A Petrobras pretende terceirizar a produção de campos onshore no Espírito Santo. A informação foi passada pelo próprio presidente da petroleira, Aldemir Bendine, de acordo com o governador capixaba Paulo Hartung (PMDB). Em terra, a Petrobras produz menos de 15 mil barris/dia de petróleo em mais de 50 campos.
Bendine e Hartung almoçaram juntos na quarta-feira (20/1) para tratar da presença da Petrobras no estado. O encontro foi o primeiro compromisso oficial de Bendine no Espírito Santo, após 11 meses na presidência da Petrobras.
De acordo com a assessoria do governador, Bendine informou que a Petrobras vai investir em projetos de produção em águas profundas no Espírito Santo, reduzindo, em paralelo, sua presença nos campos onshore, cuja operação pretende terceirizar. Bendine também informou o governador que as medidas serão anunciadas futuramente e, por isso, não há como fornecer detalhes.
Atualmente, a Petrobras é operadora de 47 campos onshore no Espírito Santo.

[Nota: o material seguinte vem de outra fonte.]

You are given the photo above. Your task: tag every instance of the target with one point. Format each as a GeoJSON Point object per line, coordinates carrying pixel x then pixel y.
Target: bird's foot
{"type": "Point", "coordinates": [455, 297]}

No entanto, 13 áreas (28%) não têm registro de produção em 2015. Os 36 ativos restantes registraram uma média de 13,8 mil barris/dia de petróleo e 50 mil m³/dia de gás natural entre janeiro e novembro de 2015 – dado mais recente.
O campo de maior produção é Fazenda Alegre, que produz pouco mais de 4 mil barris/dia. Desde 2008, a operação da Petrobras em terras capixabas registra o mesmo patamar de produção.
Segundo produtor
Graças ao offshore, o Espírito Santo é o segundo maior produtor de petróleo do país, tendo registrado 386 mil barris/dia em 2015 até novembro. A segunda posição, contudo, vem sendo desafiada por São Paulo, que graças ao pré-sal, produziu, no mesmo perãodo, 248 mil barris/dia, em média (boa parte da produção do pré-sal, fica dentro dos limites do Rio de Janeiro.

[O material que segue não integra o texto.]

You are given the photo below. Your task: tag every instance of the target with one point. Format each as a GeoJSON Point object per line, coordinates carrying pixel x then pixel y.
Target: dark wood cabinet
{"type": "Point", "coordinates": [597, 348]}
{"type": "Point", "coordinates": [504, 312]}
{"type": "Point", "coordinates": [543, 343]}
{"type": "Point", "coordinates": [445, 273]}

Atualmente, há pelo menos dois projetos represados pela Petrobras no offshore capixaba, batizados de ES Águas Profundas e Sul Parque das Baleias. As unidades de produção chegaram a ser previstas no plano de negócios da Petrobras em 2014, mas foram excluídas em 2015.
Paulo Hartung também aproveitou o encontro para tratar da distribuição de gás no Espírito Santo. O interesse do governo é aumentar a oferta do energético, distribuído pela BR, subsidiária da Petrobras. Há também uma discussão quanto ao fim da concessão, adquirida pela BR na década de 1990, e relicitação da outorga.
Procurada, a Petrobras não comentou a estratégia apresentada por Bendine no Espírito Santo.